Não importa o que o miliciano diz. Todas as medidas dos golpistas são ilegais e ilegítimas

Desde 2016, após quatro derrotas eleitorais consecutivas e 12 anos do governo do Partido dos Trabalhadores, os golpistas impuseram o projeto neoliberal e fascista expresso no programa “Ponte Para o Futuro”. Em resposta aos ataques diários do golpe, a imprensa de esquerda entrou em um espiral da indignação catastrófica e escandalização moralista.

Para não defender o direito do Partido dos Trabalhadores de governar o Brasil e acovardada com a intimidação dos militares, a esquerda prefere ser uma oposição performática, que apela denuncismo de pontos específicos da política do golpe. Por exemplo, em 2016, quando era óbvio a necessidade de defender o mandato da Presidente Dilma (Fica Dilma) e a liberdade do Presidente Lula, a esquerda, quase que por unanimidade, aderiu à pauta falida das “Diretas Já” e contra a PEC 55. Desviaram as forças do movimento para combater pautas parciais que levou o país a sofrer derrotas consecutivas.

De 2016 para cá, entramos em um circulo vicioso de escandalização da pauta política. Quando os golpistas aplicam uma determinada medida ou pronunciam suas asneiras, por subsequente isto mobiliza toda a esquerda para responder aspectos isolados. Na maioria das vezes, a resposta não é acompanhada por nenhuma ação concreta e fica limitada à peças publicitárias, ou pior, aderem ao punitivismo e recorrem a justiça do golpe para solicitar um novo crime na legislação.

Até o momento, todas as crises geradas no golpe foram provocadas pelas próprias contradições internas e não pela ação das forças de esquerda. A política da esquerda de aplicar lento e gradual desgaste do regime político de olho nas eleições se provou um total fracasso. Conformando falsas e ineficientes “Frentes de Esquerda” que se adaptam as disputas do aparelho de Estado e se subordinam a política do Imperialismo. Essa tática falida serve para perpetuar a confusão política e esconder as ilegalidades dos golpistas atrás da fachada “democrática”.

Não interessa ao povo brasileiro o que os golpistas tem a dizer ou quantas leis autoritárias são aprovadas. Todas suas ações são ilegais e ilegitimas. O peso do voto popular no regime político é reduzido a cada dia: Dilma teve seus 54 milhões de votos caçados, Lula ( líder nas eleições) foi impedido de concorrer através de uma farsa judicial, as eleições praticamente não existem e o STF legisla no lugar do Parlamento.

O fato é que temos um governo ilegal, eleito em um fraude e que tem o projeto de destruição nacional. Mesmo que tivesse sido eleito em eleições normais, ser um governo que coloca em risco a soberania e desmonta o patrimônio nacional é o suficiente para o povo exercer o direito de se insurgir contra os inimigos da nação. O caso brasileiro é agravado porque os golpistas são duplamente ilegais. São duplamente ilegais: É um Estado de exceção e dentro da ilegalidade da Ditadura, cometem violações das leis da justiça do golpe.
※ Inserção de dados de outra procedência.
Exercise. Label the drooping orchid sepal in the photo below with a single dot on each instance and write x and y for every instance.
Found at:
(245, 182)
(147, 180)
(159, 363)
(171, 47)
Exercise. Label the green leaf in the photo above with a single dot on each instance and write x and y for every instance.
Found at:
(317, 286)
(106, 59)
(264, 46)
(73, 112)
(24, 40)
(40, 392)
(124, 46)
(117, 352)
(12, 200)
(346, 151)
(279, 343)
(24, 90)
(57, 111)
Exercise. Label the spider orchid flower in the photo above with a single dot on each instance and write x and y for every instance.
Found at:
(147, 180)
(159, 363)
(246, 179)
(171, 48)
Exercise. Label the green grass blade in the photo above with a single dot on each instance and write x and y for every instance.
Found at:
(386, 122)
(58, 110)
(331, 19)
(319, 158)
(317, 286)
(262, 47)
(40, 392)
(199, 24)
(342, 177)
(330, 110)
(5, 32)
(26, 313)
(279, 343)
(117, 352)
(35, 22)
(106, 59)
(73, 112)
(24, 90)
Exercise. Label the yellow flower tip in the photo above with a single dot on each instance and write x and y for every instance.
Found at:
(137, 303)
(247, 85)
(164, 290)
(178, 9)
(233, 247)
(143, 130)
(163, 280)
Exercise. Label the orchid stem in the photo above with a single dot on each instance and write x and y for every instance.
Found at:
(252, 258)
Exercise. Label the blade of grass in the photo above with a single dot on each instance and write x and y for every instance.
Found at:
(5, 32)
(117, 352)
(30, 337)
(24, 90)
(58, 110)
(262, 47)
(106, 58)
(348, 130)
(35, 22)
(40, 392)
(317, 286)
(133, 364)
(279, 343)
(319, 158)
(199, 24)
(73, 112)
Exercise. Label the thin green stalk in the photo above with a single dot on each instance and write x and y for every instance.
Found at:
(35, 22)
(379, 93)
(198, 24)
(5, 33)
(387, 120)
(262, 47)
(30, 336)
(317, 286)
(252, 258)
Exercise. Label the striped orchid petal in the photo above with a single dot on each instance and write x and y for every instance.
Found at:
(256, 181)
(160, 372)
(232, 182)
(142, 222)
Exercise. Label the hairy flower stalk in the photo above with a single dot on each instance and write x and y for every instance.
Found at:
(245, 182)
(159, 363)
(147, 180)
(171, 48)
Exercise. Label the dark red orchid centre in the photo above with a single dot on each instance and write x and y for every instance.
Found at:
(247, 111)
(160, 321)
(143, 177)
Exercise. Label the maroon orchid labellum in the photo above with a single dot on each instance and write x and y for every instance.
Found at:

O regime criminoso é tão explicito que Sérgio Moro, que está sendo investigado pelo STF, coordena a polícia e utiliza as instituições para perseguir e intimidar quem faz as denúncias contra ele.

Chegamos a um ponto onde é provado que Moro é um criminoso, se não estava claro antes, agora está mais evidente do que nunca. Negar esse fato depõem conta a inteligência ou contra o caráter de quem ainda defende a Lava-Jato. Na realidade, não interessa o que a extrema direita pro-estadunidense (os 11 % da população) pensa, não importa porque a defesa da Lava-Jato é antiética e ilegal.
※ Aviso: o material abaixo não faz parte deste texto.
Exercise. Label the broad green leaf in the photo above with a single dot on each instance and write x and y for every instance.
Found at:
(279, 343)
A discussão cívica do momento é como preparamos a expulsão dos golpistas da Lava-Jato e militares do Brasil. Devemos comprar a briga contra os donos do golpe, os Estados Unidos, expondo seus principais braços no Brasil: Forças Armadas e Lava-Jato.

Como é práxis na história nacional, antevendo o colapso do projeto golpista, as alas mais profissionais do golpe estão tentando derrubar a lava-jato e danificar o governo das milícias para manter o controle da situação política. O maior problema para eles é a necessidade de neutralizar a única força nacionalista do país: o Partido dos Trabalhadores.

As condições externas (crise internacional do capitalismo e disputas geopolíticas) e internas com as crise do golpe possibilitam as condições para reverter todas as ações dos golpistas, porém não foram gestadas as condições que contribuiriam para explosão de um movimento de massas. A sociedade brasileira é oprimida diante do legado dos 500 anos de escravidão e 21 anos de Ditadura Militar, mesmo sendo altiva nas lutas sociais durante a história do Brasil. A luta contra o golpe gerara as condições para amadurecer a consciência nacional.